Hope Curtis Photo Collection
by Giulia Caporuscio, HSFF Research Historian
Historic Santa Fe Foundation was saddened when Hope A. Curtis passed away in early 2024. Curtis was a volunteer for the foundation for over 35 years. In late 2024 Curtis’ estate reached out to the Foundation to donate many of her photographs. The collection included 75 binders documenting various preservation projects the Foundation was involved in. The collection is invaluable and is used almost every day at the Foundation. We are excited to have and appreciate this collection to offer as a resource for researchers and the public.
Hope Anthony Curtis was born in 1933 in Providence, Rhode Island. She graduated from Chatham Hall School in Virginia. After high school she moved to New York City to study painting at The Art Student’s League. During her time in New York she worked on photography with Bernice Abbott. All while working at the New York Public Library.
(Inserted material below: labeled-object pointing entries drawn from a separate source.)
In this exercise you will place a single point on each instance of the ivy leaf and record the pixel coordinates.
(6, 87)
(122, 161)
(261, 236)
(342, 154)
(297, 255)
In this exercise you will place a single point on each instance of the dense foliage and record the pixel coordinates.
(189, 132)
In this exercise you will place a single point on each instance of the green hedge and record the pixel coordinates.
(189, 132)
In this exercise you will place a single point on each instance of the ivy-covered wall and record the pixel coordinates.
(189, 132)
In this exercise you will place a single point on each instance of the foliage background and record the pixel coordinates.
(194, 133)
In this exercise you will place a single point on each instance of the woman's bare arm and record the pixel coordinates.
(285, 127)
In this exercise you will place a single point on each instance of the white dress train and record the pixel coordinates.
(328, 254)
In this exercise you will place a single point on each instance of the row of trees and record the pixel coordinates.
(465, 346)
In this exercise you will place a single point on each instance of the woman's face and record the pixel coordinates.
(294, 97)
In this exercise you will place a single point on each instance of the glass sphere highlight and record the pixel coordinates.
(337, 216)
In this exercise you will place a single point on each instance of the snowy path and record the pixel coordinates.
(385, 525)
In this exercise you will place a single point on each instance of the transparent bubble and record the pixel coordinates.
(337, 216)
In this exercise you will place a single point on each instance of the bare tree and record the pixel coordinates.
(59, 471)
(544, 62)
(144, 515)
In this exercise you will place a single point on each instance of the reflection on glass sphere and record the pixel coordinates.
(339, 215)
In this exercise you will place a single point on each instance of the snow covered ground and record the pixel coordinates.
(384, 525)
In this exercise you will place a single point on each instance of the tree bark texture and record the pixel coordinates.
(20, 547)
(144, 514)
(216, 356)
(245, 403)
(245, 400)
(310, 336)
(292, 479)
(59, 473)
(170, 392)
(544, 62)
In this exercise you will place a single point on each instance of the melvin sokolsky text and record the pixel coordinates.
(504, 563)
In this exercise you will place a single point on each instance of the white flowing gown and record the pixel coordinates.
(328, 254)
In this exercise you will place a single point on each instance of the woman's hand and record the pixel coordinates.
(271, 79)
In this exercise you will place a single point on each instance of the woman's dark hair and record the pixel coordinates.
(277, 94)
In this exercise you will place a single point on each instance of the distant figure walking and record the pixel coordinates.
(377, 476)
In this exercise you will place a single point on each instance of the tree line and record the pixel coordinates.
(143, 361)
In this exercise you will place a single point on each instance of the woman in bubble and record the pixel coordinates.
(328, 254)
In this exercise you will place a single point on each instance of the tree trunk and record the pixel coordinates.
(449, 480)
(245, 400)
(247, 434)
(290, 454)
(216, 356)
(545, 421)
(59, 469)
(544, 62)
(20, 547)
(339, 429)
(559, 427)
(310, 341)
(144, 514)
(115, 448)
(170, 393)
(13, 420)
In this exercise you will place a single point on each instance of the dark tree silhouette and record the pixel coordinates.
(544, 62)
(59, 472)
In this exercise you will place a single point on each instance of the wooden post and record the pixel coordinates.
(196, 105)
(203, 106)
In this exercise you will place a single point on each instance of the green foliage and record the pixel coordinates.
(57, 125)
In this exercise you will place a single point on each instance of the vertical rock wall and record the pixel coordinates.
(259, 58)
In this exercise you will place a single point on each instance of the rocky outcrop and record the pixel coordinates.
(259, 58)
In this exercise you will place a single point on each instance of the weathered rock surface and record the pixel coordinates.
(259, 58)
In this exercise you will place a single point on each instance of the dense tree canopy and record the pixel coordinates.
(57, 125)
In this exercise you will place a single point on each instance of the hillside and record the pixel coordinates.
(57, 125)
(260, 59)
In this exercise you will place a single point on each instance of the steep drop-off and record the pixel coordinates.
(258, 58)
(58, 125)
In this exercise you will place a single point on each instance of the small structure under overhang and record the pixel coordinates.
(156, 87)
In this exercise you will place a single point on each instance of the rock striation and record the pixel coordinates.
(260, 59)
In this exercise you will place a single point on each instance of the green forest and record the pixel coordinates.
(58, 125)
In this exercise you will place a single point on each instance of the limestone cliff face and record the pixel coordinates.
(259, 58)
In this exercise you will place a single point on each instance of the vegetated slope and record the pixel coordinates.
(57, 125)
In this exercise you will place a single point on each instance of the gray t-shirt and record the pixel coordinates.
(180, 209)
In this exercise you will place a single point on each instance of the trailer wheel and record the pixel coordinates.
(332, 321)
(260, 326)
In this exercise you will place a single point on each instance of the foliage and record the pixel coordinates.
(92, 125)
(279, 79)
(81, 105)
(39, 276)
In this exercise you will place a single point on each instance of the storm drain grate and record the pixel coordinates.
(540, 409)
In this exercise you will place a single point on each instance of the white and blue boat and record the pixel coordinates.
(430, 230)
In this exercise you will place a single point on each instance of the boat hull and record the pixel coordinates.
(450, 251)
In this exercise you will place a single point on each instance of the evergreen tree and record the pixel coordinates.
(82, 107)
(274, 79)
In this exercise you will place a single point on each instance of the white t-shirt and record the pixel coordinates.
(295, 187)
In 1956, she moved to Santa Fe, with several friends, to establish the Santa Fe Summer Theater. After the theater closed, she stayed in Santa Fe. Curtis studied painting under Dean Holt, who conducted classes on Canyon Road in the Borrego House (now Geronimo).
In the late 1950s Curtis met Donna Quasthoff, who was working at Claude’s Bar. Quasthoff was an architect, sculptor, and preservationist. A visit to Cathedral Park will give one an idea of her sculptural work that includes the fourteen-foot bronze sculpture in the middle of the park, the bronze panels of the doors of the Cathedral Basilica of St. Francis de Assisi, and the now removed statue of Don Diego de Vargas that stood in Cathedral Place. Curtis and Quasthoff’s relationship would last until Quasthoff passed away in 2021.
In a Museum of New Mexico 1973 photography competition entitled “The Photo Document- Historian Architecture in New Mexico” judged by Laura Gilpin, Douglas George, and George C Pearl Hope, Curtis was awarded “Best Documentary for a Series of Buildings”. In 1975 Donna E. Quasthoff and Hope A. Curtis compiled the archival collection “Obsolete hospitals and clinics photograph collection from the University of New Mexico Health Historical Collection,” photos of medical facilities in New Mexico that are no longer used as such from over 30 different cities around the state. The collection is based off Quasthoff’s 1975 dissertation The Obsolete Hospital: Raze or Recycle?
The 1970s also saw the couple beginning of their involvement in Historic Santa Fe Foundation. Quasthoff served on the board from 1972 to 1977. Curtis was awarded with “Volunteer of the Year” for the first time in the mid 1970s, and many times after that. Curits would help the Foundation by providing photographic documentation for historic buildings around Santa Fe. When the Foundation was working on preserving a building, Curits would take before, during, and after photos, showing up daily to document the work. Curtis’s photographs are still the most referenced photo collection in daily work at the Foundation.
When reading about Hope Curtis my favorite story of her is from Charles Coffman in 2011: “A couple of years after the Rivera project, there was a tenant change at the Vigil House, which the Foundation also owns. The house was empty throughout most of the winter of 2008. The previous tenants had been occasionally leaving food out for the neighborhood stray cats. When Hope found that the cats no longer had a benefactor, in her usual generous manner, she took over the role. So every day, regardless of weather, Hope would drive by the Vigil House and leave food for the cats. But it wasn’t only food-she also provided cat beds & toys for some of them. I don’t think anybody ever knew for sure how many cats there actually were but essentially, the local cats had moved into the Ritz Carlton!”
Historic Santa Fe Foundation was a recipient of an estate gift from the Hope Curtis Charitable Remainder Trust in 2025. We are honored to list Ms. Curtis as a member of our legacy giving society, HSFF’s SIEMPRE SOCIETY.